As I wrote of such things in my book "Barrels & Drams: The History of Whisk(e)y In Jiggers and Shots" (Sterling Epicure, NYC) about such spirits:
"In the United States, it's old-fashioned moonshine from corn. In Ireland it's poitin, or poteen, from grain or potatoes. Langkau from rice in Malaysia. Raki or rakia from plums or grapes in Turkey, Greece, Macedonia, and the Serbo-Croation region. Siddiq from sugar water in Saudi Arabia. Mampoer from peaches or marula fruit in South Africa. Boukha from figs in Tunisia. Screech from molasses leftovers in Canada. ... You get the idea."

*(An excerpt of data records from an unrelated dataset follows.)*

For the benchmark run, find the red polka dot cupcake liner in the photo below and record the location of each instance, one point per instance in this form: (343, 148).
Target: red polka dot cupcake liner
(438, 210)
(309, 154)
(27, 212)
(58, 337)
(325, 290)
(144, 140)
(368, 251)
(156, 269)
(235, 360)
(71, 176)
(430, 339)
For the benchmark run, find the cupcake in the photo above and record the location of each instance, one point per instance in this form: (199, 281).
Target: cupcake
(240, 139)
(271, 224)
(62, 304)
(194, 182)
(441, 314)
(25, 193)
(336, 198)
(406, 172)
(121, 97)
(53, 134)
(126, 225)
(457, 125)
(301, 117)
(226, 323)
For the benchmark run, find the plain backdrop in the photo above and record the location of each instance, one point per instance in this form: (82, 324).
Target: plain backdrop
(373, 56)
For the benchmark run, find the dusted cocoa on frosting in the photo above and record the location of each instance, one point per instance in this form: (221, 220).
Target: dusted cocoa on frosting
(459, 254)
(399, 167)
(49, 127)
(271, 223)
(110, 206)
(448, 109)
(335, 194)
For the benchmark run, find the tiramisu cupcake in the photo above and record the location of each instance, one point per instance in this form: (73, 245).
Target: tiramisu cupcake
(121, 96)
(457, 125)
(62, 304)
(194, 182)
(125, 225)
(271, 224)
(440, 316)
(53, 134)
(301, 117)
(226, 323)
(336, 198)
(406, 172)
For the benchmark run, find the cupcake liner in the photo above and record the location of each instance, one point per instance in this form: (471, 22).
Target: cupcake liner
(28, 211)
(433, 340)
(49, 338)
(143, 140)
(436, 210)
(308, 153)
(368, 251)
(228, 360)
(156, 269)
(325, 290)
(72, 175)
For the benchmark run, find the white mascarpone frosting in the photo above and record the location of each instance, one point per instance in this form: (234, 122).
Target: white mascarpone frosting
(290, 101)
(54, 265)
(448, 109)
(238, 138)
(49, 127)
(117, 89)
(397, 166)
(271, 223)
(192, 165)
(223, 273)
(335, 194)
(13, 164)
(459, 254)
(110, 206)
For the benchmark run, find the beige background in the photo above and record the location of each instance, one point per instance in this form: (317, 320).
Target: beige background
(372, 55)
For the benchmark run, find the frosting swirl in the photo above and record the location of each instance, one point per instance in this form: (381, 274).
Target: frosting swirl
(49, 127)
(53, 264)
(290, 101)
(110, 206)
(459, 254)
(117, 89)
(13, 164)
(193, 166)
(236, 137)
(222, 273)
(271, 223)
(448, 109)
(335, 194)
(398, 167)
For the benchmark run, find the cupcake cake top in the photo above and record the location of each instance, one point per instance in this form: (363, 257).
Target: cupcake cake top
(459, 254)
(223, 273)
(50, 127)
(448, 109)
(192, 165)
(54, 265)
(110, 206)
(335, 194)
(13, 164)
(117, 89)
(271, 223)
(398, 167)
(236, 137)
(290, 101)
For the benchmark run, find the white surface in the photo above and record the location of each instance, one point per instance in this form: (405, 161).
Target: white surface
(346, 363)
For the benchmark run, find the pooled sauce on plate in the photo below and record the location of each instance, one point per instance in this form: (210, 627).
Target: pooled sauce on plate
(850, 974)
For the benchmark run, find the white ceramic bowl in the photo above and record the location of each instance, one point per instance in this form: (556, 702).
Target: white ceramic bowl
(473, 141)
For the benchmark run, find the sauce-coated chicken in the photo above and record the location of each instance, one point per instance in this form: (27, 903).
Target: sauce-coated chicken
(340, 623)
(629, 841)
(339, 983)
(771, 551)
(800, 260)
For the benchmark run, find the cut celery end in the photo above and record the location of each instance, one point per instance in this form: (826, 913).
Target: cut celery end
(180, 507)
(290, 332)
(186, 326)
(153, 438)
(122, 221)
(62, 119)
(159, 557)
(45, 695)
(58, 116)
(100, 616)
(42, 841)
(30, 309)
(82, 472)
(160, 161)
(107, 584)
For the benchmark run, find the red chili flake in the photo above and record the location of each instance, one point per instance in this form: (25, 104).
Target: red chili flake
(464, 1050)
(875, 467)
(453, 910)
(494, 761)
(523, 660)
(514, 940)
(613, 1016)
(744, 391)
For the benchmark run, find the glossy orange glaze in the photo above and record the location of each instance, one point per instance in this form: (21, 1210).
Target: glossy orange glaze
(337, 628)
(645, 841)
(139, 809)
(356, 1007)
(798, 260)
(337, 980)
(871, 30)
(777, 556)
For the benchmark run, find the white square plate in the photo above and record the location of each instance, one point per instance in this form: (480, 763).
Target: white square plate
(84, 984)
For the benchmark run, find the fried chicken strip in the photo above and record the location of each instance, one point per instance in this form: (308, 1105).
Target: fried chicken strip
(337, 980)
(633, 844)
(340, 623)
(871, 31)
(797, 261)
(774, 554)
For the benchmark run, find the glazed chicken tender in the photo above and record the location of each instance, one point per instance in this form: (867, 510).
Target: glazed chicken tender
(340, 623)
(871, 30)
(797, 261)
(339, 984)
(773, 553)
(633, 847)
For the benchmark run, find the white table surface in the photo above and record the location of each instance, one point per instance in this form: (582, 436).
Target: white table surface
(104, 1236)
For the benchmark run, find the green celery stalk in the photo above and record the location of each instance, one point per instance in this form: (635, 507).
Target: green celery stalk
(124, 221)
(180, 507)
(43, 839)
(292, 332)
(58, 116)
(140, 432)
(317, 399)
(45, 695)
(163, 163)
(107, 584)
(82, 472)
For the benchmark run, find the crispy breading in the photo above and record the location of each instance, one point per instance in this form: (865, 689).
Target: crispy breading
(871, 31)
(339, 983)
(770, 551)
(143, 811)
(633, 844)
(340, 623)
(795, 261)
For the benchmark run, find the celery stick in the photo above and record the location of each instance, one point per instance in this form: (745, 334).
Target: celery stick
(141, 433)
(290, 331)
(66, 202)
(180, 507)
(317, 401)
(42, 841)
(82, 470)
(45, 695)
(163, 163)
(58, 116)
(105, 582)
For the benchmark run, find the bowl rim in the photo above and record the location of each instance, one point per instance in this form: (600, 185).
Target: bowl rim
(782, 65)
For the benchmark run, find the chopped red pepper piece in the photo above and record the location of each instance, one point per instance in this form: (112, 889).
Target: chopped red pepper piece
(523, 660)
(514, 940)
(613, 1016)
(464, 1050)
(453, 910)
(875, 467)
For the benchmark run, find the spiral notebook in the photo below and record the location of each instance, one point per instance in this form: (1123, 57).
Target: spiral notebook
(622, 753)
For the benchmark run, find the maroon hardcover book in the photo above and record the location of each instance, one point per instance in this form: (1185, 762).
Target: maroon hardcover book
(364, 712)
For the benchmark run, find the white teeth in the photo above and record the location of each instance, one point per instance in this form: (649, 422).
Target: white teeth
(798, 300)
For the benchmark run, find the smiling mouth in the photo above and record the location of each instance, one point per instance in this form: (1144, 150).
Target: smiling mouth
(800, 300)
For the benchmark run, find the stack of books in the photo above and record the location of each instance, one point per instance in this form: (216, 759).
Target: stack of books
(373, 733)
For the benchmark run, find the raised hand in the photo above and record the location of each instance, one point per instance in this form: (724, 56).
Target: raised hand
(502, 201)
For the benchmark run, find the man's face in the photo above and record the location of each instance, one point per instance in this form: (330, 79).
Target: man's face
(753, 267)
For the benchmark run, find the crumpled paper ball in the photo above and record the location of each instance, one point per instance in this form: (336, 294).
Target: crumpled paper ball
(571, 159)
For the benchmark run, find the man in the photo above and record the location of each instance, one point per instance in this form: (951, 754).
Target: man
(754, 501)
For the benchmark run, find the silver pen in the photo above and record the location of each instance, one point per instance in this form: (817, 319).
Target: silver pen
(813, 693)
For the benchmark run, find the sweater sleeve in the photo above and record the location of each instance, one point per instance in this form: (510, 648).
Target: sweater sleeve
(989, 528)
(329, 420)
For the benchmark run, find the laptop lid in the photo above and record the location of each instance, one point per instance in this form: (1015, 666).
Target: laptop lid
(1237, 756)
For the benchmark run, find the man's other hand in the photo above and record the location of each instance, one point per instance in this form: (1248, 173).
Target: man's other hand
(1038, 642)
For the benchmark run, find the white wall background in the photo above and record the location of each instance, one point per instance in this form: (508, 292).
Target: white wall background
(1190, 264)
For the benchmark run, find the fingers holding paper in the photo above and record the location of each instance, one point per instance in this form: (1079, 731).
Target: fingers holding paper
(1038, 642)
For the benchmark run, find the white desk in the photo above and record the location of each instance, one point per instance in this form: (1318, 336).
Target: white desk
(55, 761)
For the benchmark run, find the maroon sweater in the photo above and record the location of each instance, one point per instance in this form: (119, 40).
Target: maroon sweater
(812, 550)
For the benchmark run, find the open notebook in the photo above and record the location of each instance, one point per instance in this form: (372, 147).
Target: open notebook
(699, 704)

The rapid expansion in the number of craft distillers, small-time operations that need some immediate cash rather than having to wait years for a product to age and then go to market, is helping fuel the trend.
Much has been written about that topic on the domestic market, but The Wall Street Journal has a very interesting look at one of the old standby spirits mentioned above -- Ireland's poitin. Here's a sample of its story:
In the wild world of moonshine liquor, Ireland's poitín is the stuff of legend. Sometimes distilled up to 180 proof, it is often stronger than absinthe and may not be much weaker than pure grain alcohol. Despite being banned in 1661, poitín (usually pronounced po-cheen) continued to flow, finding its way under the counters of Irish pubs and into the limelight of Irish folklore. Now, it's being given a new lease on life as an ideal cocktail ingredient.
Legally produced in Ireland since 1997, often at a manageable 80 proof, poitín has been relaunched in recent years by a growing number of high-end distillers as a premium spirit. And enterprising bartenders in Ireland and beyond are figuring out new ways to apply its characteristic blend of the creamy, the fruity and the earthy.
Traditionally distilled in pot stills, poitín -- from the Irish word for "little pot" -- is both fish and fowl: as clear as vodka, but with the vigor of a whiskey or rye. ...
"Poitín is clear but more in tune with a dark spirit," says Donal O'Gallachoir, co-owner and brand manager of Glendalough Irish Whiskey Ltd. ...
The firm launched 80-proof Glendalough Poitín, made with a blend of malted barley and sugar beets, at the end of 2012. This year, it introduced a 120-proof version, called Mountain Strength, as well as one aged in sherry casks for extra complexity.